Voorzitter. Ik heb twee verzoeken om een snelle reactie. Het eerste verzoek gaat over het plan van zorgverzekeraar UVIT om spoedeisende hulp fors te verminderen. Daarop zou voor het debat een reactie komen van de regering. Die reactie hebben wij nog steeds niet ontvangen. Ik meen dat er begin november al om is gevraagd. Het lijkt mij daarom een goed idee om het ministerie eens te manen en om een reactie te vragen.

De voorzitter:

Wij zullen het stenogram doorgeleiden.

Mevrouw Leijten (SP):

Voorzitter. Mijn tweede verzoek gaat over een eerdere aanvraag voor een spoeddebat over lobbyactiviteiten in de zorg, die 1 mld. zouden kosten. De minister heeft mij verzocht om het spoeddebat uit te stellen, omdat zij wilde reageren. Natuurlijk, heb ik gezegd, dan stellen wij het uit. Zij heeft indertijd echter gezegd dat zij in december zou reageren. Wij zijn nu alweer in een volgend jaar aanbeland. Ik wil dus dat de reactie snel komt. Anders kan wat mij betreft dit spoeddebat snel worden ingepland.

De voorzitter:

Wij zullen nog een keer bellen. Als dat onvoldoende oplevert, gaan wij het spoeddebat plannen en komen de antwoorden tijdens het debat.

Mevrouw Leijten (SP):

Ja, precies, of we wachten af tot bijvoorbeeld dinsdagmiddag. Wat mij betreft, kan het spoeddebat worden gepland.

De voorzitter:

Wij zullen het stenogram doorgeleiden naar het kabinet. Verder zullen wij dit alvast meenemen bij de planning.

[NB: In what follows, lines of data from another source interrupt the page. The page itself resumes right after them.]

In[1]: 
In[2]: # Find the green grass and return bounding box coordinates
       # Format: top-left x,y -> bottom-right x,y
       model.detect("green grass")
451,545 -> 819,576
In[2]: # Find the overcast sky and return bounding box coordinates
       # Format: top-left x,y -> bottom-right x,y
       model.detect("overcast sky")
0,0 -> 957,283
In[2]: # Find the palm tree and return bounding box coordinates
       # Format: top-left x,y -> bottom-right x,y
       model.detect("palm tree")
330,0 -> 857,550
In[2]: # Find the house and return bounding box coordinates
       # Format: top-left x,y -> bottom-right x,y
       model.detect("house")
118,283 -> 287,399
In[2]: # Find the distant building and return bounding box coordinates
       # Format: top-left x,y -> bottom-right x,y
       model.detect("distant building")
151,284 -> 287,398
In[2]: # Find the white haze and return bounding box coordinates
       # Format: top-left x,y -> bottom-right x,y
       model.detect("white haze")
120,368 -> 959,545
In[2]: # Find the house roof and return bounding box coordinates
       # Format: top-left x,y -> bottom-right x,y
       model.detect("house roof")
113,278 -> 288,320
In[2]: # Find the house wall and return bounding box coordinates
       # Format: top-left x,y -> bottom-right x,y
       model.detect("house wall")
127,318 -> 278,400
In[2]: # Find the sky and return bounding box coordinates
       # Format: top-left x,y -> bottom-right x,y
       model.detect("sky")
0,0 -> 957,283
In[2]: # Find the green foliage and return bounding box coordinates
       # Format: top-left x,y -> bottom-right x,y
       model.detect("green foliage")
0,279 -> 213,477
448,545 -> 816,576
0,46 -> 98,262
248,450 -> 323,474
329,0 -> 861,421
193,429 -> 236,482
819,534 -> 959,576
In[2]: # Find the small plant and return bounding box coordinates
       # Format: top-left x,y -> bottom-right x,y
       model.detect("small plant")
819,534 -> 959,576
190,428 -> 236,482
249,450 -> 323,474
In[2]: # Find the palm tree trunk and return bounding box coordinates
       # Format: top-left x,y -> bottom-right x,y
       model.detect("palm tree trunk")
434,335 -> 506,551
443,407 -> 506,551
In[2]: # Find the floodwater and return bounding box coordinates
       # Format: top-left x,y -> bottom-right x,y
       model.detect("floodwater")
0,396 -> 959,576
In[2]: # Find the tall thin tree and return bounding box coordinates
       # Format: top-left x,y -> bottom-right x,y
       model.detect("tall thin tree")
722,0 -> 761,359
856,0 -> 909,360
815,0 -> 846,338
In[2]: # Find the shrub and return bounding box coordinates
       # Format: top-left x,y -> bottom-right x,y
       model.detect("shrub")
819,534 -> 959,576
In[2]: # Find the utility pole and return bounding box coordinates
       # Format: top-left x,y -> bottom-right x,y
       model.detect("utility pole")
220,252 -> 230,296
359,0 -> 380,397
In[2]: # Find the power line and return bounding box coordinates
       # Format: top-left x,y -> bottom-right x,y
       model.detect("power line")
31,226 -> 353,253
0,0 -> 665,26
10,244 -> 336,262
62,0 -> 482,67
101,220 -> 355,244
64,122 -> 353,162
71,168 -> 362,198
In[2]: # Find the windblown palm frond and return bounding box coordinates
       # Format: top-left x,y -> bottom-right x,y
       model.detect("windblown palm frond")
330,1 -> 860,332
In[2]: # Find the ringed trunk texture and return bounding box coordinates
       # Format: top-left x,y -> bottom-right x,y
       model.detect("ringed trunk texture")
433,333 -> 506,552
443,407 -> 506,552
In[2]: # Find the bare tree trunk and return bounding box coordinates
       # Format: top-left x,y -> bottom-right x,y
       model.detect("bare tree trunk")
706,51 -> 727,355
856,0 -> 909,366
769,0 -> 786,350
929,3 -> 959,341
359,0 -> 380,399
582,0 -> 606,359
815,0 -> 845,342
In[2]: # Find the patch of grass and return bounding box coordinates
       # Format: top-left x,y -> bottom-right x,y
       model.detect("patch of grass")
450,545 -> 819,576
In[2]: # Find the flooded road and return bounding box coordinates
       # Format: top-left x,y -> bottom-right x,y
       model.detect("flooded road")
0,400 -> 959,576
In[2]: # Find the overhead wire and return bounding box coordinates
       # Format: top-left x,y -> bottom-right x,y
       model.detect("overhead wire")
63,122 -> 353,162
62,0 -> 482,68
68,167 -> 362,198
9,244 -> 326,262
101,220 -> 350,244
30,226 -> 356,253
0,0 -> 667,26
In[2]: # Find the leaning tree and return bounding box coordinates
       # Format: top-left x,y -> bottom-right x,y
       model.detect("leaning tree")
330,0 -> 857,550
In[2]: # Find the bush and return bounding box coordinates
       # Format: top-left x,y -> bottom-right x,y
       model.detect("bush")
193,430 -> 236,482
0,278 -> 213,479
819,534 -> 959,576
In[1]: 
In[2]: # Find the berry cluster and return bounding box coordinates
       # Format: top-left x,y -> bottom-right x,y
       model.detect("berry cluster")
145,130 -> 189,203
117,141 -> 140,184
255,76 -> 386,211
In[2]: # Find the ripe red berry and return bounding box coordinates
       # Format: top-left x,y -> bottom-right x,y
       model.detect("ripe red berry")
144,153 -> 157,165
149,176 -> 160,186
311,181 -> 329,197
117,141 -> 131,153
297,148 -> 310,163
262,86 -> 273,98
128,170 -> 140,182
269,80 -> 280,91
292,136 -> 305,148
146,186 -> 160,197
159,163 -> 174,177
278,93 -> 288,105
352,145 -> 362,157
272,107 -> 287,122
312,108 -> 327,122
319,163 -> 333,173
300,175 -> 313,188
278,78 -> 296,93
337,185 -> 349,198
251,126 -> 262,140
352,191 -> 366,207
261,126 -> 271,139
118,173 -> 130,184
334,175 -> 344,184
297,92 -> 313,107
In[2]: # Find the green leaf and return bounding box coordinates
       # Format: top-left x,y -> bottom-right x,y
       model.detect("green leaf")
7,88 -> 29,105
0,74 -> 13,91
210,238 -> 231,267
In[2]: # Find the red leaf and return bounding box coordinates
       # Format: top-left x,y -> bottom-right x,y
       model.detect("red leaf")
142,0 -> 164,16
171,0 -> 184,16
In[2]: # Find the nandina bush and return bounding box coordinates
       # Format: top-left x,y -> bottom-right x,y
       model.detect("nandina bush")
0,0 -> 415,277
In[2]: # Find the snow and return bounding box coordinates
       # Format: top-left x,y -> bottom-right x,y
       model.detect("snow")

Het woord is aan de heer Paulus Jansen. Hij heeft ook nog een rappel.

De heer Paulus Jansen (SP):

Ik heb nog een nader verzoek naar aanleiding van het geplande spoeddebat over asbest. Kan de al negen maanden geleden aangekondigde reactie van de regering op het advies van de Gezondheidsraad nog vóór dit debat naar de Kamer worden gestuurd?

De voorzitter:

Wij zullen het stenogram doorgeleiden naar het kabinet.